ジャコビニ流星群の50年
 
                          上原 貞治
 
1.1972年のジャコビニ流星群の不発
 西中筋天文同好会の会誌「銀河鉄道」は1972年10月10日に創刊されたが、この事実は、ジャコビニ流星群と浅からぬ関係にある。それは、1972年10月8〜9日の夜に、ジャコビニ流星群が大出現をし、流星が雨のように降る(流星雨)と予想されていたからである。西中筋天文同好会の本格的な最初の活動目標は、この夜に流星雨の観測会を開催することであった。実際には、1972年8月12〜13日のペルセウス座流星群観測会が先に行われたが、これは10月のジャコビニ流星群観測会の予行演習と位置づけられたものである。そして、これら2つの観測会とともに同好会の本格的な初動として、会誌「銀河鉄道」が創刊されたのである。この我が同好会による1972年のジャコビニ流星群の観測会は予定通りの夜に、石原高(当時)グラウンドにおいて行われた。なお、創刊号はジャコビニ流星群観測会より前に締め切りになっていて、ジャコビニ観測会関連の記事は、2号、4号あたりに見られる。また、40年後の思い出記事が40周年記念号のWWW版39号にある(さらに、今号には、その50周年として改訂増補版が掲載されている)。田中氏の記憶力にはいつも脱帽である。
 当夜は日暮れから午前1時頃までは晴天であったが、流星は、1〜2個程度しか観測されなかった。流星群の活動自体がまったく確認できないという不出現だった。その後、北の由良川のほうから霧が出て、星は見えなくなった。それでも、夜間の撤収は危険なので、観測隊は朝まで石原高グラウンドに滞在した。夜が明けるまでひたすら寒かったというのが、この観測会の思い出である。
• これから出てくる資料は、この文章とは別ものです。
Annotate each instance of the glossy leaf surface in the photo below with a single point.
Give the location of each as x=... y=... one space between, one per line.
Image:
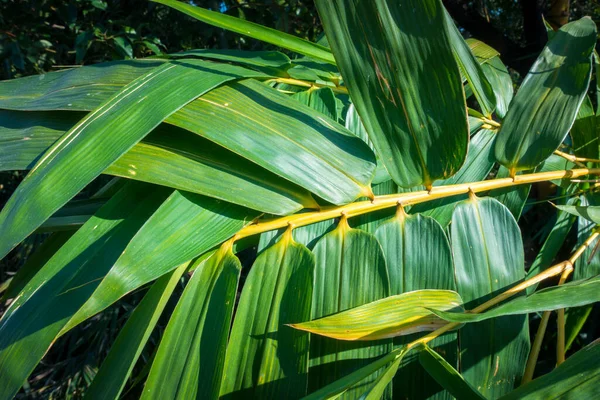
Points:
x=412 y=108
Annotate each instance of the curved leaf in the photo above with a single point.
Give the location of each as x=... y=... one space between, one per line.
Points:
x=168 y=156
x=350 y=272
x=412 y=107
x=190 y=357
x=253 y=30
x=264 y=358
x=116 y=368
x=184 y=226
x=488 y=258
x=116 y=126
x=393 y=316
x=546 y=105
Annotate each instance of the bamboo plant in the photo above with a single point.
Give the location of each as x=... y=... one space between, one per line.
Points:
x=384 y=210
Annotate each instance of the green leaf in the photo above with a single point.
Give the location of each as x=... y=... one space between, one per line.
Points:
x=377 y=390
x=559 y=79
x=168 y=156
x=513 y=198
x=83 y=88
x=576 y=378
x=585 y=131
x=470 y=68
x=266 y=359
x=116 y=126
x=185 y=226
x=190 y=358
x=350 y=272
x=418 y=121
x=591 y=213
x=67 y=280
x=253 y=30
x=488 y=258
x=478 y=165
x=393 y=316
x=340 y=386
x=418 y=257
x=572 y=294
x=447 y=376
x=355 y=125
x=283 y=136
x=116 y=368
x=553 y=243
x=501 y=82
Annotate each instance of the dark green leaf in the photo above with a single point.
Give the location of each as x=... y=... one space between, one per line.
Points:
x=412 y=108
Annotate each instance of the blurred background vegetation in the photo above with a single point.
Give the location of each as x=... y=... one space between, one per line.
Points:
x=37 y=36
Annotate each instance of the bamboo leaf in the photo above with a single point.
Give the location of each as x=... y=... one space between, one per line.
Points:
x=335 y=389
x=470 y=68
x=576 y=378
x=262 y=124
x=168 y=156
x=572 y=294
x=501 y=82
x=558 y=80
x=418 y=257
x=253 y=30
x=477 y=166
x=67 y=280
x=350 y=271
x=264 y=358
x=116 y=368
x=185 y=226
x=447 y=376
x=393 y=316
x=488 y=257
x=115 y=126
x=191 y=354
x=417 y=123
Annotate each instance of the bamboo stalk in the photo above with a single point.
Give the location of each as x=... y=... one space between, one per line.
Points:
x=387 y=201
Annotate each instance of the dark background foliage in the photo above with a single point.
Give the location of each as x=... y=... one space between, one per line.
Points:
x=37 y=36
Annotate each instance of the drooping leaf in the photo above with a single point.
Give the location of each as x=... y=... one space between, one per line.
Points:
x=253 y=30
x=447 y=376
x=478 y=165
x=393 y=316
x=499 y=78
x=262 y=124
x=116 y=126
x=572 y=294
x=168 y=156
x=350 y=271
x=585 y=131
x=74 y=89
x=67 y=280
x=266 y=359
x=185 y=226
x=488 y=258
x=576 y=378
x=546 y=105
x=191 y=354
x=116 y=368
x=335 y=389
x=513 y=198
x=470 y=68
x=412 y=108
x=418 y=257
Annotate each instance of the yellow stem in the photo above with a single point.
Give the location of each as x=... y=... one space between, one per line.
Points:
x=308 y=84
x=577 y=160
x=387 y=201
x=535 y=348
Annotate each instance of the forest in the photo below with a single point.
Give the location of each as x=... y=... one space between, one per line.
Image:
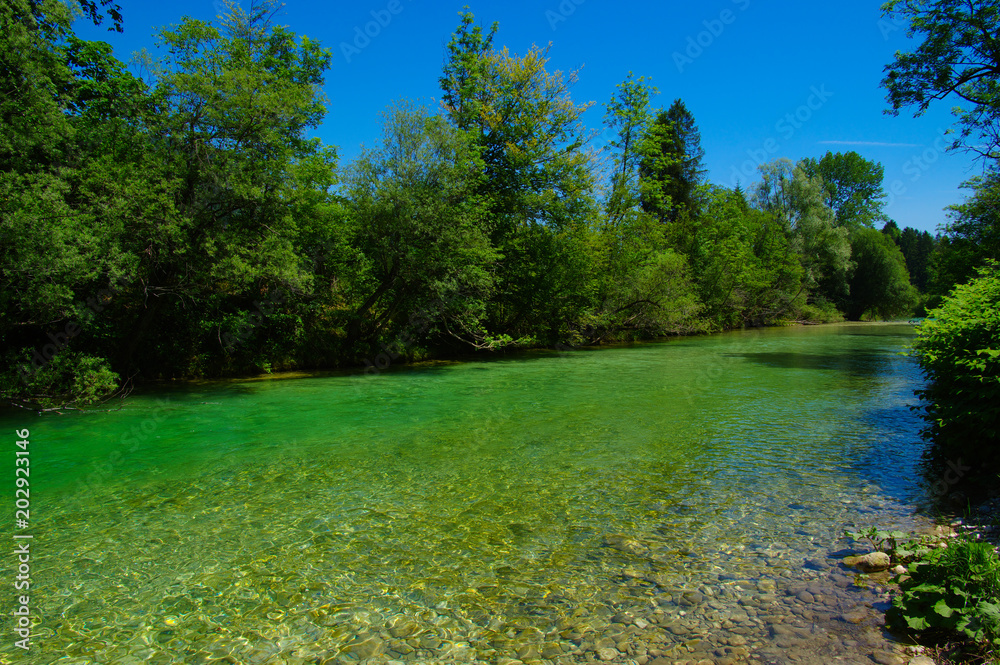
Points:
x=179 y=222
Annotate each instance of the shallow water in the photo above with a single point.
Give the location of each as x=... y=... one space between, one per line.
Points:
x=678 y=500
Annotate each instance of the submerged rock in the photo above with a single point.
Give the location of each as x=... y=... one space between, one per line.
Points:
x=625 y=544
x=874 y=562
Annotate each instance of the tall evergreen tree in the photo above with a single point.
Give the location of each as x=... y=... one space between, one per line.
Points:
x=672 y=169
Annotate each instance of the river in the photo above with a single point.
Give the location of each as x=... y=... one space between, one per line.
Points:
x=682 y=500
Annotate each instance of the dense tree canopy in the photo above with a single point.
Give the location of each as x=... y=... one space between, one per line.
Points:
x=188 y=226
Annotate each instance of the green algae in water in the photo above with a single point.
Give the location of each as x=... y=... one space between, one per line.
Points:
x=461 y=511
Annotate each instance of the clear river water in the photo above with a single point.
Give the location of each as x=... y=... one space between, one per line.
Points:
x=674 y=502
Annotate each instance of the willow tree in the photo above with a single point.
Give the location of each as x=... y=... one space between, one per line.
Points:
x=234 y=104
x=957 y=58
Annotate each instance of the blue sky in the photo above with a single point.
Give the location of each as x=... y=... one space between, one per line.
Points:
x=763 y=79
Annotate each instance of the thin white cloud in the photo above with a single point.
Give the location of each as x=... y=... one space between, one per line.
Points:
x=874 y=143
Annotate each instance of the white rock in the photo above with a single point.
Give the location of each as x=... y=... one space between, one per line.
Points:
x=874 y=562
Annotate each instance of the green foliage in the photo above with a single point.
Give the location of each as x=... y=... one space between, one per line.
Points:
x=421 y=228
x=959 y=56
x=70 y=379
x=796 y=203
x=671 y=169
x=821 y=312
x=958 y=347
x=187 y=225
x=972 y=236
x=953 y=591
x=879 y=285
x=852 y=185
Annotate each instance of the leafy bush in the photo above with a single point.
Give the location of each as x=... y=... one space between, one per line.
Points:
x=951 y=591
x=69 y=379
x=821 y=312
x=958 y=347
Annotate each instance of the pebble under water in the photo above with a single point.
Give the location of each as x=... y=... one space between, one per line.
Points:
x=678 y=502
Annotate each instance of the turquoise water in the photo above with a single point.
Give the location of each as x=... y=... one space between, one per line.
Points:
x=464 y=511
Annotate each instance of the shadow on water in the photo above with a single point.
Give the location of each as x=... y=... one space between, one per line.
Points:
x=849 y=362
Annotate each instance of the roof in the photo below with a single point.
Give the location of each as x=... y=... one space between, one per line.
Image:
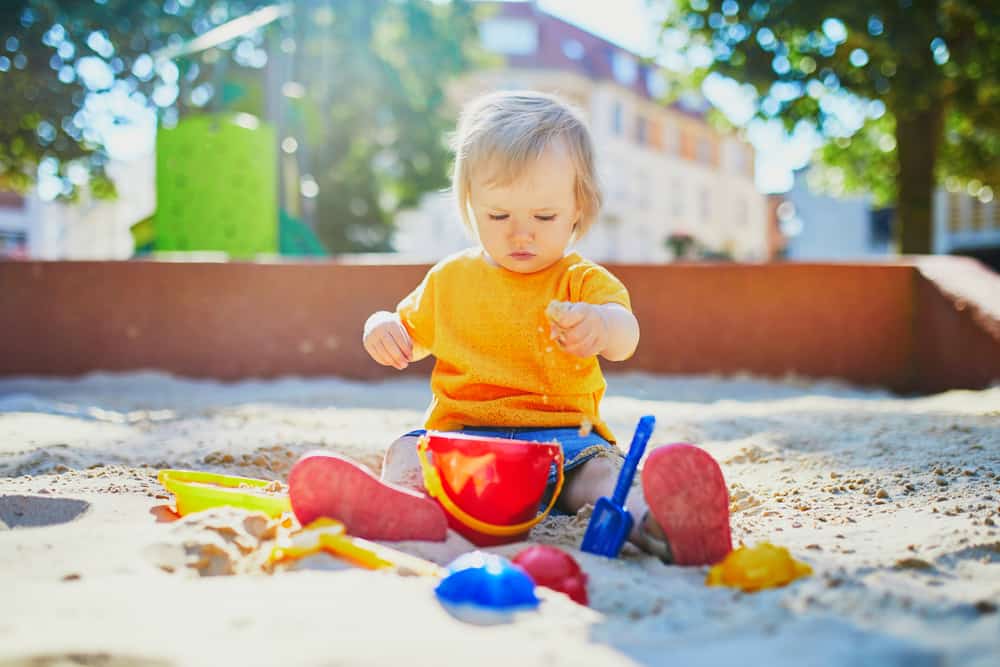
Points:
x=594 y=59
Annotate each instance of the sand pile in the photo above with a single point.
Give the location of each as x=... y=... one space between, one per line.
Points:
x=894 y=502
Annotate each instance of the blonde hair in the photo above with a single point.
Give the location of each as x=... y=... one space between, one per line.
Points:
x=508 y=130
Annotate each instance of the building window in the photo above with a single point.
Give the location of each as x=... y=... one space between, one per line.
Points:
x=572 y=49
x=617 y=118
x=704 y=150
x=655 y=134
x=742 y=211
x=656 y=83
x=671 y=138
x=513 y=37
x=624 y=68
x=641 y=131
x=677 y=198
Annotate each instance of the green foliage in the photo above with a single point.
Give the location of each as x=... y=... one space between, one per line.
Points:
x=370 y=124
x=374 y=112
x=46 y=45
x=922 y=59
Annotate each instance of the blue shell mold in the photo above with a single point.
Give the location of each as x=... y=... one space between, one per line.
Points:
x=485 y=589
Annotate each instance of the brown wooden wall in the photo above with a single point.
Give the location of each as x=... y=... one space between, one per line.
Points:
x=873 y=324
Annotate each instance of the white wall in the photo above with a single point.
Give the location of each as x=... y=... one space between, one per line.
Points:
x=829 y=227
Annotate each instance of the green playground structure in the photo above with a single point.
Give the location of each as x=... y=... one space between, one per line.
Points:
x=217 y=190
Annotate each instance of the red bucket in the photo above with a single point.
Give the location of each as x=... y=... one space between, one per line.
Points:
x=490 y=488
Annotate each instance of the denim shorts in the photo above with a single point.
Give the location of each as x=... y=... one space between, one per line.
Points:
x=577 y=449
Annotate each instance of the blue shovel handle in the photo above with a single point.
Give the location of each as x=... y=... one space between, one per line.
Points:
x=635 y=451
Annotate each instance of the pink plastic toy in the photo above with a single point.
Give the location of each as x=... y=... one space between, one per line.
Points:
x=555 y=569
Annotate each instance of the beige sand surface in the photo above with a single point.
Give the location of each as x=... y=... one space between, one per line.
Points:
x=893 y=501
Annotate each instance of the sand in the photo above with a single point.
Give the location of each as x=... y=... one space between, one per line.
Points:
x=893 y=501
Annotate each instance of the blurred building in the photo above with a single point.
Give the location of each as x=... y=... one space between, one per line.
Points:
x=87 y=229
x=820 y=226
x=663 y=168
x=967 y=225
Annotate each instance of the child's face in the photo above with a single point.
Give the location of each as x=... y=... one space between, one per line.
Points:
x=525 y=226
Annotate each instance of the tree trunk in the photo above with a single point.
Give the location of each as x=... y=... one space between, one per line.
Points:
x=918 y=135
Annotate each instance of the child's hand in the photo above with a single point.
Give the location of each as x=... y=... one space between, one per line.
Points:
x=387 y=341
x=579 y=328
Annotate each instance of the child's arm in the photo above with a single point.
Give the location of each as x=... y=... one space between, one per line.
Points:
x=586 y=329
x=387 y=341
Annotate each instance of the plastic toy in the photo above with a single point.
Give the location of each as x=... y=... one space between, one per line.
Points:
x=490 y=488
x=329 y=535
x=485 y=589
x=610 y=523
x=757 y=568
x=554 y=568
x=195 y=491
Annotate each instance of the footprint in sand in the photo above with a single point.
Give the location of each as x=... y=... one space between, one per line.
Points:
x=37 y=511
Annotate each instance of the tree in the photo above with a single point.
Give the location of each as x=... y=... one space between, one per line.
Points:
x=366 y=97
x=56 y=57
x=374 y=112
x=927 y=71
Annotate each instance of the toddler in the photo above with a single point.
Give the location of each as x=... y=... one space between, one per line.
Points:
x=516 y=325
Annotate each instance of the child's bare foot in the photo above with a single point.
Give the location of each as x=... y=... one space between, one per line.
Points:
x=326 y=485
x=688 y=506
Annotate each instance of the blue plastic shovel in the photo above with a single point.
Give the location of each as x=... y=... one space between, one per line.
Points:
x=611 y=523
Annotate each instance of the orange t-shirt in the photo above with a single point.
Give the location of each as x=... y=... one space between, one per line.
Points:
x=496 y=364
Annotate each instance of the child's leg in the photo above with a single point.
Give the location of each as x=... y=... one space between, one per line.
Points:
x=326 y=485
x=595 y=479
x=682 y=511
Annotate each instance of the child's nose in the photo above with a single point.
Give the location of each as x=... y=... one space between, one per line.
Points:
x=520 y=229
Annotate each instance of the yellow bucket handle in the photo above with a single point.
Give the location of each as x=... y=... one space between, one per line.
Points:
x=432 y=482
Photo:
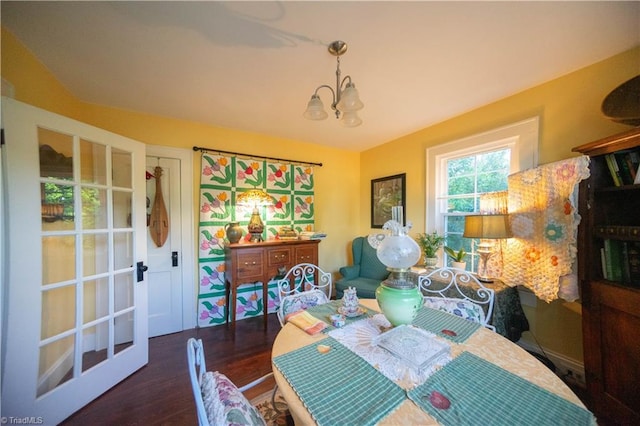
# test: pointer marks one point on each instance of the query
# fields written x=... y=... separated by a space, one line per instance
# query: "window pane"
x=57 y=206
x=51 y=356
x=58 y=311
x=58 y=258
x=56 y=154
x=121 y=164
x=93 y=162
x=95 y=254
x=461 y=205
x=94 y=211
x=461 y=185
x=121 y=209
x=96 y=300
x=492 y=181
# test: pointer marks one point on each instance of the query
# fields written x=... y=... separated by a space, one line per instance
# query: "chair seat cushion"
x=302 y=301
x=365 y=287
x=225 y=404
x=460 y=307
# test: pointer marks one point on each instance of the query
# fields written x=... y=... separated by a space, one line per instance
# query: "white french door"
x=76 y=312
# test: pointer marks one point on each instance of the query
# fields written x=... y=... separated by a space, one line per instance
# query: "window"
x=459 y=172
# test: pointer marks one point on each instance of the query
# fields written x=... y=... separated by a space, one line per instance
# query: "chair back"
x=366 y=256
x=197 y=368
x=458 y=292
x=303 y=286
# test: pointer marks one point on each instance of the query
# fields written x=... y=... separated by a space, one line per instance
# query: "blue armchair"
x=366 y=273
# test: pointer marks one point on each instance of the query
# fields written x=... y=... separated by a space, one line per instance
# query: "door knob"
x=140 y=270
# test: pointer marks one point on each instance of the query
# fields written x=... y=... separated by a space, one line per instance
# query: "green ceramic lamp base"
x=399 y=305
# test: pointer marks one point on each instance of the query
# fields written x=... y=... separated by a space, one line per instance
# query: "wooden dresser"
x=611 y=286
x=261 y=262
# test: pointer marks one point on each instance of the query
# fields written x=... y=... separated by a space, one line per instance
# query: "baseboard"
x=567 y=368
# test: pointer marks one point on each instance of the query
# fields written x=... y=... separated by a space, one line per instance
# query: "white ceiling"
x=254 y=65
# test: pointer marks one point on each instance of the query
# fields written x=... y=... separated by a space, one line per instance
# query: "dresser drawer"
x=250 y=265
x=279 y=257
x=306 y=254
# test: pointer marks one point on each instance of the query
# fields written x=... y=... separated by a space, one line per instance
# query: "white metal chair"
x=458 y=292
x=303 y=286
x=215 y=394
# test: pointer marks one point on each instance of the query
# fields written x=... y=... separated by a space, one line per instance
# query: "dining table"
x=441 y=369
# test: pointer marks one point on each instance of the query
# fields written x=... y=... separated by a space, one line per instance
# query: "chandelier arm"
x=333 y=96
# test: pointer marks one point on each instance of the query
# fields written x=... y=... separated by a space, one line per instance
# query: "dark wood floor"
x=160 y=393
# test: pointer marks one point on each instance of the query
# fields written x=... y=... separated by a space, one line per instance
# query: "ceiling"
x=254 y=65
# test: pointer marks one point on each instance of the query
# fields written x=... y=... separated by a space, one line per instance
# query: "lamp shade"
x=349 y=99
x=315 y=109
x=492 y=226
x=254 y=197
x=350 y=119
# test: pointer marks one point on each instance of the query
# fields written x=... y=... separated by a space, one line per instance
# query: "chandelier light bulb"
x=350 y=119
x=349 y=99
x=315 y=109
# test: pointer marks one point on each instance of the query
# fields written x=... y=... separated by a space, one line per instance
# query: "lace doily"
x=360 y=337
x=375 y=240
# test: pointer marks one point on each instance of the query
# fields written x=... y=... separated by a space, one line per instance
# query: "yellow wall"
x=336 y=212
x=568 y=107
x=569 y=111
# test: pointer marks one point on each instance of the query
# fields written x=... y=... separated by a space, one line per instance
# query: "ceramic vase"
x=430 y=262
x=234 y=232
x=399 y=305
x=459 y=265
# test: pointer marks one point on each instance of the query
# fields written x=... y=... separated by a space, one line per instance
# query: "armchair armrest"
x=350 y=272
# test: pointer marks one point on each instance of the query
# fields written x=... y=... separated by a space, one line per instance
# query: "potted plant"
x=430 y=243
x=457 y=257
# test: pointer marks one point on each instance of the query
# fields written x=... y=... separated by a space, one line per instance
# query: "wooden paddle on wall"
x=159 y=221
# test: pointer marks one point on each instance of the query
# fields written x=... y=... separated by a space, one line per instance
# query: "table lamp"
x=486 y=227
x=399 y=298
x=255 y=198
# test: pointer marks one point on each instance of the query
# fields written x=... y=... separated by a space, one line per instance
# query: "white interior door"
x=76 y=311
x=165 y=262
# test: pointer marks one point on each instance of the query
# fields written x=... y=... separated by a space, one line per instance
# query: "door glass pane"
x=58 y=258
x=95 y=300
x=93 y=163
x=56 y=206
x=58 y=311
x=121 y=209
x=94 y=208
x=121 y=163
x=95 y=254
x=93 y=356
x=123 y=250
x=123 y=331
x=56 y=364
x=123 y=291
x=56 y=154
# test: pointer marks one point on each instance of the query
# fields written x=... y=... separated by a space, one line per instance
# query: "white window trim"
x=521 y=137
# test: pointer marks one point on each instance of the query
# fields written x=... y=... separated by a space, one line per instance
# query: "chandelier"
x=345 y=99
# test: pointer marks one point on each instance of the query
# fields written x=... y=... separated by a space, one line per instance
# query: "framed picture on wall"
x=388 y=199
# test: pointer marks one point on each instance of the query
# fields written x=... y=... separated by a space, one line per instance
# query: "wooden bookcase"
x=610 y=307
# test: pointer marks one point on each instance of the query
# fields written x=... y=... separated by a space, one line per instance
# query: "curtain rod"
x=219 y=151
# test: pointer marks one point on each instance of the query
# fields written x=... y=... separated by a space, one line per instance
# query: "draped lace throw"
x=544 y=221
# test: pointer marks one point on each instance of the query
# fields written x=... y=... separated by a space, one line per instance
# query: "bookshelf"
x=609 y=274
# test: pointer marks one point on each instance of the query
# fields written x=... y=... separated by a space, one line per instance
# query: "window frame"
x=521 y=137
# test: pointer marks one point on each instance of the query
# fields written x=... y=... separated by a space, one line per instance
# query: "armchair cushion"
x=350 y=272
x=225 y=404
x=366 y=273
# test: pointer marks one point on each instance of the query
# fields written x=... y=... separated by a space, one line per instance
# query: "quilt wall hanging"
x=544 y=221
x=222 y=178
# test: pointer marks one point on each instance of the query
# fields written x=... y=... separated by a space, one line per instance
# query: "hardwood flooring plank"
x=160 y=392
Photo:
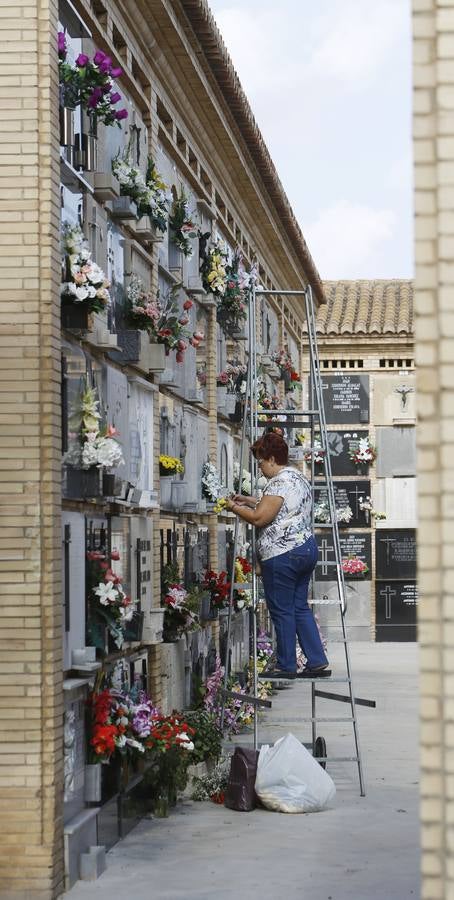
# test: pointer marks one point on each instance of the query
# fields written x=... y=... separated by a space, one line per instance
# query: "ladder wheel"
x=320 y=750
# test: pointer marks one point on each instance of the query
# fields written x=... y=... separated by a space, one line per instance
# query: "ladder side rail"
x=318 y=387
x=254 y=478
x=235 y=549
x=335 y=528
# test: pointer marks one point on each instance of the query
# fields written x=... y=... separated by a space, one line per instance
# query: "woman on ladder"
x=287 y=552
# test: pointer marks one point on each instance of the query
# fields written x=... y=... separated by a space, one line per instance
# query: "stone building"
x=365 y=334
x=68 y=368
x=433 y=129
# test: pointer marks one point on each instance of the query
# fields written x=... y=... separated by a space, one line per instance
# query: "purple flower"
x=94 y=98
x=61 y=42
x=98 y=57
x=106 y=65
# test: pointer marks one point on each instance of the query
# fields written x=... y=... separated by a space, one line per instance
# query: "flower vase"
x=161 y=807
x=207 y=611
x=165 y=483
x=92 y=783
x=230 y=404
x=221 y=397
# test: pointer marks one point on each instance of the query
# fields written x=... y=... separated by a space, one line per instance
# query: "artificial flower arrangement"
x=242 y=597
x=232 y=378
x=354 y=566
x=179 y=617
x=161 y=318
x=366 y=506
x=218 y=587
x=267 y=401
x=212 y=487
x=89 y=82
x=317 y=454
x=98 y=446
x=213 y=269
x=109 y=605
x=236 y=713
x=213 y=785
x=287 y=370
x=183 y=228
x=170 y=465
x=201 y=374
x=126 y=723
x=181 y=605
x=343 y=513
x=84 y=281
x=150 y=193
x=364 y=454
x=246 y=483
x=231 y=308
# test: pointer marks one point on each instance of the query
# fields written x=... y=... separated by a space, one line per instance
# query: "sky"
x=329 y=83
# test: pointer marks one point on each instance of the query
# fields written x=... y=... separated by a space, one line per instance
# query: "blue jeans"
x=286 y=582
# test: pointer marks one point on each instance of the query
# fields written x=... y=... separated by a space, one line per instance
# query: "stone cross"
x=357 y=493
x=387 y=541
x=403 y=390
x=325 y=548
x=388 y=594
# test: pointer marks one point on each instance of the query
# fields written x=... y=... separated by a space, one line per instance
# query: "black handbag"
x=240 y=793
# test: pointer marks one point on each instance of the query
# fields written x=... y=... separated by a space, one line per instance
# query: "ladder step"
x=312 y=719
x=337 y=758
x=327 y=680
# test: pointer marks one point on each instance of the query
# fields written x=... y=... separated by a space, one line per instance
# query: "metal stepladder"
x=315 y=418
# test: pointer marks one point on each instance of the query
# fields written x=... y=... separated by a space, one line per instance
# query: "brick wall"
x=30 y=544
x=433 y=29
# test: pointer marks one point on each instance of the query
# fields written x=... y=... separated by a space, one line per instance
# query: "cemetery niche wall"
x=396 y=588
x=346 y=398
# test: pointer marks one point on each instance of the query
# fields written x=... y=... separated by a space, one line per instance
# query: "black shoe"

 この1972年のジャコビニ流星群の不発は、創立時代の我が天文同好会だけではなく、多くの人々において忘れられない思い出になっている。それは、実際、人生における一つの事件であった。しかし、見方を少し変えるならば、それは単発の事件としてあっただけではなく、歴史の流れの一コマと捕らえることも可能である。ジャコビニ流星群の活動は、1972年だけに予想されたものではなく、現在の時点で約100年間の研究の歴史を持っている。我々もその後半の50年間を、他の流星群も含めて流星を見続けてきた歴史の証人である。そして、その50年の期間について、私も、なにがしかの書くべき内容を持っている。 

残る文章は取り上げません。